And the page then provides a breakdown of the terms in this formula. What it says (using conventional Western nomenclature) is that for a right angle triangle with sides of length a,b & c (where c is the hypotenuse and a & b are shorter sides) that the size of angle ∠A opposite to side a can be found using this formula:
Angle ∠A = 90 × [(c + a − b)^2 ] ÷ [a^2 + 1.5c × (c + a − b)]
You can ignore the 90 for the moment, what the rest of the expression forms is a fraction that use the lengths of the triangle to determine what proportion of a turn Angle A is. Swap out the 90 for pi/2 and you get the answer in radians. Plug in the lengths of an arbitary 45° right-angle triangle and the formula will spit out 45° because the main chunk of the formula comes to half. Which is neat. In fact you’ll get a decent match for any right angle triangle.
“Decent” but not correct. For example a 30°, 60°, 90° triangle does not give the correct values. This is a handy test case because the angles are simple fractions of 90 (1/3 and 2/3). Instead of a third, the formula gives a decimal approximation to a third that’s 0.001 and a bit out. Now that’s not bad for some purposes and it tells us what this formula actually is a species of: a trignometric approximation formula.
Trigonmetric approximation formulas are themselves fascinating and have been around for a long time. Obviously their importance has lessened as it has become easier to access accurate values for sine, cosine and tangent via printed tables and these days electronically. A particulalry notable one is Bhaskara’s sine approximation formula https://en.wikipedia.org/wiki/Bhaskara_I%27s_sine_approximation_formula which is well over a thousand years old.
As a curiosity this formula is interesting. If it is genuinely novel, then that’s quite clever. However, it is only that: an interesting approximation formula which these days is actually more effort than using trig functions. Wayyyy back, the original scripting language for Macromedia Flash didn’t have trig functions and I remember having to look for trig approximation formulas back then.
So the crackpottery really derives from the associated claims about the formula i.e. that it REPLACES the trigonemetric functions rather than approximates them. The page goes onto claim that:
“Bibhorr formula also finds its application in the following areas:
- Astrophysics: For finding inter galactic distances.
- Aerodynamics: For finding various angles of attack of an aircraft.
- Navigation: In finding real time locations of vehicles.
- Geography: In calculating distances between far located geographical locations.
- Robotics: In studying robotic arm movements.
- Civil Engineering: In the study of various architectures.
- Teleportation and Quantum Physics: In micro-level invisible particle patterns.”

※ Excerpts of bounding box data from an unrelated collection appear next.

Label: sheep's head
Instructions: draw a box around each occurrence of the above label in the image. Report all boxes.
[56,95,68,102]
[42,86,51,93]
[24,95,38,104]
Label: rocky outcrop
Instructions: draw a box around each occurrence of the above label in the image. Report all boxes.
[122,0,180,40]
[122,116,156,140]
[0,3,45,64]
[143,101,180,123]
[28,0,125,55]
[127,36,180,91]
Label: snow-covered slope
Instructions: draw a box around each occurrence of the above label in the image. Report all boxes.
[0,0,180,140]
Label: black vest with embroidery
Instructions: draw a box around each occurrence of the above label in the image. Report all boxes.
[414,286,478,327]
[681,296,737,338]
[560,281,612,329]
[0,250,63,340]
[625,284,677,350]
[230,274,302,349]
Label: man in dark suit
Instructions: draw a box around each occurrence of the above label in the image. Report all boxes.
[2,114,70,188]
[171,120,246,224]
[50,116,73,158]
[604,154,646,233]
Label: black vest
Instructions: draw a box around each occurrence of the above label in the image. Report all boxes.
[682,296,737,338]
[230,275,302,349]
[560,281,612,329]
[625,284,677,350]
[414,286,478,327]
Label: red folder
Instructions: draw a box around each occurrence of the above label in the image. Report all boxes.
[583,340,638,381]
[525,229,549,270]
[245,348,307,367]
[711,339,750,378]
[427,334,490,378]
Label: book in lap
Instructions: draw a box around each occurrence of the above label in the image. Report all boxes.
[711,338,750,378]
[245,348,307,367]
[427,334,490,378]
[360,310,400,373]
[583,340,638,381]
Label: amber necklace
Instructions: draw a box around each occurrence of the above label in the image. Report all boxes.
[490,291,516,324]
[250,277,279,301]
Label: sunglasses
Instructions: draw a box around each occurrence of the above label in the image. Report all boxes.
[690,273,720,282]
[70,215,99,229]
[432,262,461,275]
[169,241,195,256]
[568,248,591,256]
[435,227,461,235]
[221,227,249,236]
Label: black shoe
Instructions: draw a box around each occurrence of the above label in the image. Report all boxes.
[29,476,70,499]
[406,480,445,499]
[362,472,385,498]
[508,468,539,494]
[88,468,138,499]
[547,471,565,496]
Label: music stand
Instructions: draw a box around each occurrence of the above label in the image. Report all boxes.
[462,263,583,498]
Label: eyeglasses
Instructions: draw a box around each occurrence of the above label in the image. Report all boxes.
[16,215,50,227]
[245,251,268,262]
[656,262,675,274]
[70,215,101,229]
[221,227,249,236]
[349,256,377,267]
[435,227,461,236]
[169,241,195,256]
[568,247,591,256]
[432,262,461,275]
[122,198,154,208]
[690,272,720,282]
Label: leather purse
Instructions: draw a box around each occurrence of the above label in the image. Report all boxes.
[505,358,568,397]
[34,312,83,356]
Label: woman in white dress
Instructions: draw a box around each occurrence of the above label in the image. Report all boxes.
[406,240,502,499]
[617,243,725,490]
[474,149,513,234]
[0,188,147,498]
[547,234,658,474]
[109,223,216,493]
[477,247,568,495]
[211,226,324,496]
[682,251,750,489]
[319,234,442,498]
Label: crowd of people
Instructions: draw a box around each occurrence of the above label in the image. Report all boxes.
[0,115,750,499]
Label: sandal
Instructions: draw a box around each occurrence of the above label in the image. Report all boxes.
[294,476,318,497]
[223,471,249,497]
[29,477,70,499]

The “King of Equations” had a short life on the actual Wikipedia where it was summarily deleted for obvious reasons https://en.wikipedia.org/wiki/Wikipedia:Articles_for_deletion/Bibhorr_formula
The question is what will the benighted souls at Voxopedia do?
In relation to the post on Vox Day’s comic being pulled from IndieGoGo and whether there were financial shenanigans, I thought I’d grab some data. Unfortunately, because the dodgy comic has shelved, the contribution data is no longer available at the IndieGoGo site. However, a different “Arkhaven” (aka Castalia House, aka Vox Day’s vanity press) comic still has a live campaign. This one is being run by Timothy’s number 1 client, Jon Del Arroz. https://www.indiegogo.com/projects/the-ember-war-graphic-novel#/
Contribution data is available by looking at the list of backers. Not all backers are named (which is fair enough) and not all backers reveal how much they contribute (also fair enough – not trying to invade anybody’s privacy). For those backers who don’t reveal how much they gave publically, the overall total can be inferred by subtracting the amount raised by people who do show their contribution from the complete amount raised. For convenience, I’ve shared that between all the backers who didn’t list an amount (of course, in reality, some may have given a lot less or a lot more).
NOTE: I’m using this just as an example of crowdfunding data. I’ll point out interesting or notable features but 1. I’m not saying they are evidence of anything dodgy and 2. to make any such claim would require looking at many other campaigns to get a sense of what was typical v unusual. Also, while many names are given publically at the site, no names should be referred to in the comments etc aside from the organiser. Lastly I may have made errors 🙂
There were four donations that were set as “Private” and they occurred “24” and “23” days ago (the data on the site is given in that format – I’ve inferred dates). Together they amount to $70 or $17.50 each i.e. unremarkable*.
The graph looks like what I might expect. I guess some campaigns might be more S shaped with a slow start and then a steeper climb before tapering off. Yet, campaigns with a big burst of contributions in the first few days and then a slow increase after makes sense also. I would imagine campaigns that run a danger of just falling short of their target goal might show a big blip near the end as the campaign makes one last push. For comparison here is a graph I drew of a different style of campaign: https://camestrosfelapton.wordpress.com/2018/03/03/looking-at-some-crowdfunding-data/ (it looks smoother because I spread some of the day-by-day data out artificially).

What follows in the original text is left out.